One of the greatest features of the Targa Florio was that the practice laps around the 44.6-mile Sicilian road course were not closed off to traffic. Top flight prototypes shared the roads with oxcarts. It was insane.
Thankfully, no one is running R18 TDis or Toyota TS030s next to unsuspecting motorists as drivers have a hard enough time dealing with other professionals, let alone random people. Still, now that old racing cars are out of duty as sporting equipment, they can live new, unexpected, exciting lives as real cars.
It's tough to get too surprised by anything on the road in L.A.; I used to see Elon Musk's McLaren F1 parked outside the SpaceX offices in El Segundo on a daily basis.
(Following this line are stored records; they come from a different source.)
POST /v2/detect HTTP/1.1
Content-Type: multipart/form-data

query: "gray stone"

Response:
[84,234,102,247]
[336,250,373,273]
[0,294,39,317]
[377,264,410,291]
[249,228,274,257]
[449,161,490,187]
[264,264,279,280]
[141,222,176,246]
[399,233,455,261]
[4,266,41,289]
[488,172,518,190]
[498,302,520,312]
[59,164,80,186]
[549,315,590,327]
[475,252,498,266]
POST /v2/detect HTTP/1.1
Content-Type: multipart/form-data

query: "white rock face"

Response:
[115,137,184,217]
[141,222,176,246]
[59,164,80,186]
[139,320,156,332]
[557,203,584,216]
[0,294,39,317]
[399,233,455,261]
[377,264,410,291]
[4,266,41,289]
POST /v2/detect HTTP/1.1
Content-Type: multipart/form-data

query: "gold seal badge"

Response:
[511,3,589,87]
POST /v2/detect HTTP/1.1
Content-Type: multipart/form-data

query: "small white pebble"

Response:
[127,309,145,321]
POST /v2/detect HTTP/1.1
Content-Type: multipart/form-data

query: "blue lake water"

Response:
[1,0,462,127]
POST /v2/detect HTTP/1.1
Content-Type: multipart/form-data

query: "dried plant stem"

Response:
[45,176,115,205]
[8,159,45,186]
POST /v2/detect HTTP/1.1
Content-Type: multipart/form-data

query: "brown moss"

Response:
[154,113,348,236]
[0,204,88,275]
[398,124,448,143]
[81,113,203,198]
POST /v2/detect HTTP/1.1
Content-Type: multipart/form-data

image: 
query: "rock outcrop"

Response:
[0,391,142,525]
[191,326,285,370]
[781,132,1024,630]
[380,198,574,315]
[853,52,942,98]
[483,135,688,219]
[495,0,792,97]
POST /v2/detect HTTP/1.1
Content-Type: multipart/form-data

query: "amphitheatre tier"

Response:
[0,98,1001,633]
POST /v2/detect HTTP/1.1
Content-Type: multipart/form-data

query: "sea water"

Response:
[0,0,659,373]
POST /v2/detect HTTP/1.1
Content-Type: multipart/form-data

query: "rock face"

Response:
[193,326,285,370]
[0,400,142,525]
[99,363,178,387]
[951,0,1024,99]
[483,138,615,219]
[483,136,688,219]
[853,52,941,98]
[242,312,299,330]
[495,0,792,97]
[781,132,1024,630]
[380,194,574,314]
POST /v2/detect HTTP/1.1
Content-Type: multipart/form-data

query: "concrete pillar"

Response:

However, not too long ago I had a literal heart-stopping moment on PCH in Redondo Beach. As I headed north in light traffic, I spotted something very old and very red parked at the curb in front of a tailor's shop. I kept driving for about a block and a half, perhaps because my brain didn't allow me to acknowledge that I had actually seen what I just had. Then, it hit me like a tazer shot to the groin: that was an Alfa Romeo P3 monoposto, parked on the effing street.
I circled the block as quickly as I could, parking a respectful distance behind the vintage grand prix racer. I walked around it several times - yep, it was real - and then took off in search of the owner. I found him inside the tailor's; he's a somewhat well-known collector of vintage Ferraris, who seemed surprised that I had heard of him. I asked the obvious question: "What is the exact brass content of your balls that allows you to drive that priceless piece of racing history on the street?" I got the obvious answer: "It's a just a car, and it should be driven!"
Turns out, it's his daily driver.
Wait, am I missing the real story? Who else here knew that Musk drove a McLaren?